Construction of a 0D–2D–2D Sandwich-like Ag/g-C3N4/MoS2 Photocatalyst with Bidirectional Electron Transfer Channels for Photocatalytic Hydrogen Evolution

Hydrogen (H₂) production technology has sparked a boom in research aimed at alleviating environmental pollution and the pressure of nonrenewable energy sources. A key factor in this technology is the use of efficient photocatalysts. In this work, we successfully synthesized a 0D-2D-2D sandwich-like Ag/g-C₃N₄/MoS₂ catalyst with bidirectional electron transfer channels via a calcination-hydrothermal method. The H₂ evolution reaction of the Ag/g-C₃N₄/MoS₂ catalyst under simulated solar light irradiation conditions revealed that it achieved a maximum H₂ evolution rate of 1061.13 μmol·g^-1·h^-1, representing a 43.12-fold improvement over pristine g-C₃N₄. Based on systematic characterization with a combination of theoretical simulations, time-resolved photoluminescence, and electron spin resonance spectra, we demonstrate that the remarkable improvement in photocatalytic performance was ascribed to the bidirectional electron transport channels and 0D-2D-2D structure of the ternary catalyst.
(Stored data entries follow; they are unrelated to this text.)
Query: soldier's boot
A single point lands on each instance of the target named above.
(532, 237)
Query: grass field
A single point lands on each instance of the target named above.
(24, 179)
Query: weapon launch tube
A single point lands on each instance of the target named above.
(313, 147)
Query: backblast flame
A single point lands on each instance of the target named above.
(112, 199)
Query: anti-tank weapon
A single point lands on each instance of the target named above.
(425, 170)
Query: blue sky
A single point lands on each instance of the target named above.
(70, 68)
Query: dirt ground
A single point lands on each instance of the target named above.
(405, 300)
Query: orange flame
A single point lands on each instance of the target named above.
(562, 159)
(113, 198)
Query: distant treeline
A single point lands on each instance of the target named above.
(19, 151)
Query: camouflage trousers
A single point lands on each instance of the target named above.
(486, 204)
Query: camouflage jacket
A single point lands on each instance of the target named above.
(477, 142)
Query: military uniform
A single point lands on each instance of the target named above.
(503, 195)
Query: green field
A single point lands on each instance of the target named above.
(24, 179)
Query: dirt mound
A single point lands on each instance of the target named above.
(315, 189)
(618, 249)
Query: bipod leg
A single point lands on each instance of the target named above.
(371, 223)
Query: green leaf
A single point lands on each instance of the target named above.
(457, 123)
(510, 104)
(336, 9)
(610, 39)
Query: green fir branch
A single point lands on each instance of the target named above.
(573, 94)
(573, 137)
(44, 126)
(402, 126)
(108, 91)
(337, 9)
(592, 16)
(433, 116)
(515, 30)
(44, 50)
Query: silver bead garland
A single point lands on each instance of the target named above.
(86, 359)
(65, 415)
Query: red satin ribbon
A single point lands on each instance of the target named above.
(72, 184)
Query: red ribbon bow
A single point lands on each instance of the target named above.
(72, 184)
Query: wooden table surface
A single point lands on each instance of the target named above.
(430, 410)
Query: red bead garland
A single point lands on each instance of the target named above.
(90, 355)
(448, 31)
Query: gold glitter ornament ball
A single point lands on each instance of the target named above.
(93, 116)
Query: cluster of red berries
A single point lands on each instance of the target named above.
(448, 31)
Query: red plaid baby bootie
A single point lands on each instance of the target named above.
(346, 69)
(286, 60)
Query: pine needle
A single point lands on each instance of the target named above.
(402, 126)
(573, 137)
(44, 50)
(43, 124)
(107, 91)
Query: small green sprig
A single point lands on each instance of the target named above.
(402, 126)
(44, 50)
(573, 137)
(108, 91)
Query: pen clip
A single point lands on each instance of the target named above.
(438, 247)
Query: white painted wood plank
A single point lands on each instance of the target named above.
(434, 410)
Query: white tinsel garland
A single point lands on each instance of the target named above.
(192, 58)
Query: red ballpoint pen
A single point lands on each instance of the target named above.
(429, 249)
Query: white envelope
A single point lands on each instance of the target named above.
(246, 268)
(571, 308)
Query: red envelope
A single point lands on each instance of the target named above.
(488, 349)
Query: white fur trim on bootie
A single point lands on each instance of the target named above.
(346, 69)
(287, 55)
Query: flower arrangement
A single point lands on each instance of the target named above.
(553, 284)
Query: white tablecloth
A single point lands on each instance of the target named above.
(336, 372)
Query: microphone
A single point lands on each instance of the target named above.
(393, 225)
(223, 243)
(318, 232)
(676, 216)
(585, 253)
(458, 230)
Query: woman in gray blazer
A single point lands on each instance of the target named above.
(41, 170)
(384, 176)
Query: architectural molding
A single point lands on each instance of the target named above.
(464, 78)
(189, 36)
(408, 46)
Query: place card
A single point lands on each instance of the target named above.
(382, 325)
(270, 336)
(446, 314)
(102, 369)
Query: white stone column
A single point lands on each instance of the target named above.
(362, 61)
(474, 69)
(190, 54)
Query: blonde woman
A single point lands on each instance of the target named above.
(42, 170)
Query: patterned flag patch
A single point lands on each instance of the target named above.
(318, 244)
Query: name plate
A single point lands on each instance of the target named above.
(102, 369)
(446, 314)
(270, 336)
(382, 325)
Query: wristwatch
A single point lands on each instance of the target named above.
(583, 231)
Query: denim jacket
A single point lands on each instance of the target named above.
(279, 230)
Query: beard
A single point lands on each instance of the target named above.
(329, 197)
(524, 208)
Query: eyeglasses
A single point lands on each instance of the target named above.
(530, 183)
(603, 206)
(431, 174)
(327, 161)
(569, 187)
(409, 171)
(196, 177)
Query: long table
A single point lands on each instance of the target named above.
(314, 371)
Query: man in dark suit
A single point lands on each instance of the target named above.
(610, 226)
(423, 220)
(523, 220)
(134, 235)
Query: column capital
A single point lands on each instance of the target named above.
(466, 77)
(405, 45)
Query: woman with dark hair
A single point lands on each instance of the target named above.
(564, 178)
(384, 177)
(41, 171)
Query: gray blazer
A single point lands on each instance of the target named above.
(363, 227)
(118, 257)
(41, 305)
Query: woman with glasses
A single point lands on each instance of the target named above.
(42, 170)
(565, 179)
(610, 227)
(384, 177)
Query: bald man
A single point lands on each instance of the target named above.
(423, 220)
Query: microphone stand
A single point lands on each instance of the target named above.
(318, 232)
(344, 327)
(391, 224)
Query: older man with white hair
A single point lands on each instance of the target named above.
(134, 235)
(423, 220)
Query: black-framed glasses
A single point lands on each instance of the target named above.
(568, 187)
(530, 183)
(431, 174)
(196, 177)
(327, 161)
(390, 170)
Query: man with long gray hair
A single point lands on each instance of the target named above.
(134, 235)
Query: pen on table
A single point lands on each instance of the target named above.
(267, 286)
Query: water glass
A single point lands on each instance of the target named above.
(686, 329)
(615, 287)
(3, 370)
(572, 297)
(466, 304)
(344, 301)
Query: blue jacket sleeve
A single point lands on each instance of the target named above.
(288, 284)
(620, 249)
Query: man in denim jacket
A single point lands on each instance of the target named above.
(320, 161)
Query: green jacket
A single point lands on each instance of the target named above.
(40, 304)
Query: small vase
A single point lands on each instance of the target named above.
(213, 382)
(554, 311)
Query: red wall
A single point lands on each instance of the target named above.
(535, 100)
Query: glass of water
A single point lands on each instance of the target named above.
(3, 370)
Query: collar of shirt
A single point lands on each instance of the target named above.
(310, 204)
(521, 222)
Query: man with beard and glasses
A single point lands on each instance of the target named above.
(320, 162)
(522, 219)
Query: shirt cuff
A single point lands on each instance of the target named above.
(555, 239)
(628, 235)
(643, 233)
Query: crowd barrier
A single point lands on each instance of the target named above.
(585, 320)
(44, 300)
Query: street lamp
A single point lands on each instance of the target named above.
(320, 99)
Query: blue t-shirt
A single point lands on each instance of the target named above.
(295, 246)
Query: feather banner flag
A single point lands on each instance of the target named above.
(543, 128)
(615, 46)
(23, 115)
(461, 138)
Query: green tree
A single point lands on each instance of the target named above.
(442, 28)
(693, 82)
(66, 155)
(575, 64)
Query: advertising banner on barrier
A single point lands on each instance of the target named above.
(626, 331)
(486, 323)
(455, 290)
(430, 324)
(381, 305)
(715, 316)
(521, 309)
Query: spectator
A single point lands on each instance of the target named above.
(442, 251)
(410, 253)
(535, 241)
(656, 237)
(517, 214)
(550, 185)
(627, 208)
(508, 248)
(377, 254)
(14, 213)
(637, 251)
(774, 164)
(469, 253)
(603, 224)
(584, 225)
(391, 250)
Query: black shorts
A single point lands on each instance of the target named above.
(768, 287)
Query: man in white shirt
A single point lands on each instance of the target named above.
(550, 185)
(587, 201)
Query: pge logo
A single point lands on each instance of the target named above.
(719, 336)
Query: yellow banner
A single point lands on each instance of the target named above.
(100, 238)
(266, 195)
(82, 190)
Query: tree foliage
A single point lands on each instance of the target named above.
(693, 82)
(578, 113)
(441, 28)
This unique structure, which was characterized by a large specific surface area, provided numerous active sites for photocatalytic reactions. Bidirectional electron transfer channels expedited the migration of photogenerated electrons reaching cocatalysts MoS₂ and Ag from the conduction band of g-C₃N₄, consequently enhancing the photocatalytic activity. This study highlights the effectiveness of the bidirectional electron transfer channels in promoting charge carrier migration and suppressing charge carrier recombination for boosting photocatalytic hydrogen evolution and provides an efficient strategy for the actual application of g-C₃N₄-based photocatalysts.